- The Washington Times - Wednesday, February 22, 2023

Vivek Ramaswamy’s 2024 bid for president might be a long shot but the wealthy “anti-woke” entrepreneur is expected to invigorate national debate around the precept of investing based on environmental, social, and corporate governance or ESG.

The financial strategy, which Republicans call “woke capitalism” because it makes climate change and social issues a priority, has been thrust into the culture-war spotlight with conservatives combatting ESG-embracing Wall Street institutions.

Mr. Ramaswamy, a 37-year-old Indian American who has announced his candidacy for the Republican presidential nomination, co-founded an asset management firm last year in hopes of becoming the premier haven for red states that are giving the boot to pro-ESG investment behemoths like BlackRock.

“We’re in the middle of a national identity crisis. Faith, patriotism and hard work have disappeared,” Mr. Ramaswamy said in a campaign video. “Wokism, climatism and gender ideology have replaced them.”

He is the third candidate to enter the 2024 White House race, joining former President Donald Trump and former U.S. Ambassador to the U.N. Nikki Haley.

With the backing of GOP megadonor and PayPal co-founder Peter Thiel, Mr. Ramaswamy co-founded Strive Asset Management last year. The firm’s stated goal is to “offer everyday Americans a way to invest in the stock market without mixing business with politics.”

Though there is little mention of ESG on the company’s website, Mr. Ramaswamy is anything but shy about making his position clear. He’s said on Twitter that he wants the U.S. to “abandon climate religion,” which he later told Fox News host Tucker Carlson is “completely shackling the economy and culture.”

The anti-ESG movement erupted last year when Republican officials in states across the country began pulling public pension funds worth billions of dollars from pro-ESG investment firms and banks such as BlackRock, Vanguard and Wells Fargo. They accused the institutions of putting politics above their fiduciary responsibilities. The states cumulatively divested more than $4 billion from BlackRock last year.

Mr. Ramaswamy, the author of “Woke, Inc.: Inside Corporate America’s Social Justice Scam,” has received praise from ESG critics, including GOP Rep. Dan Crenshaw of Texas and House Speaker Kevin McCarthy.

“This is how deep this infection goes: it’s infiltrated even the capital markets that are supposed to bring discipline to the corporate boardroom and instead are bringing a different kind of religion,” Mr. Ramaswamy said on an episode of Mr. Crenshaw’s podcast. “It’s not a discipline based on financial performance, which is what everyday pensioners and retirees and savers expect would be done with their money, but instead is bringing this new orthodoxy.”

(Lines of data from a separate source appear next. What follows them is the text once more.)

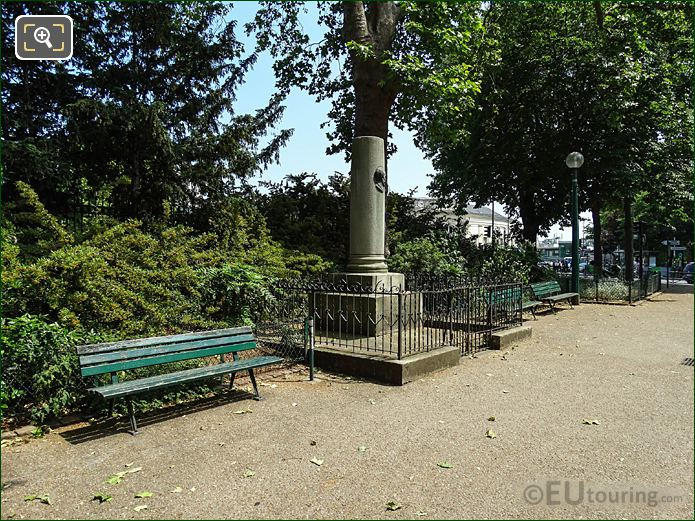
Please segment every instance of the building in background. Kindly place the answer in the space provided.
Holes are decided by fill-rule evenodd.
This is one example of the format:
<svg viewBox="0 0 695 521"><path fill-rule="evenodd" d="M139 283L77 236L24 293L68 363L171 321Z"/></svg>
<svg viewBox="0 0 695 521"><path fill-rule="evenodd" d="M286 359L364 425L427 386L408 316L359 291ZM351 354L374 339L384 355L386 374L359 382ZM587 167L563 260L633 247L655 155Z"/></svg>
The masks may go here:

Finance firms that engage in ESG reject the notion they’re jeopardizing clients’ money or have boycotted fossil fuel investments. Companies like BlackRock tout their large sums of investments in public energy companies and argue their work in ESG better safeguards the long-term viability of returns by considering risk factors like climate change.

Still, Mr. Ramaswamy’s candidacy will help keep the issue at the forefront for Republicans.

“The fundamental critique of ESG, both on the right and the left, is that there’s this historic concentration of capital in the hands of a small group of investors,” he told Axios earlier this month. “Bernie Sanders has said as much, and I’ve said as much.”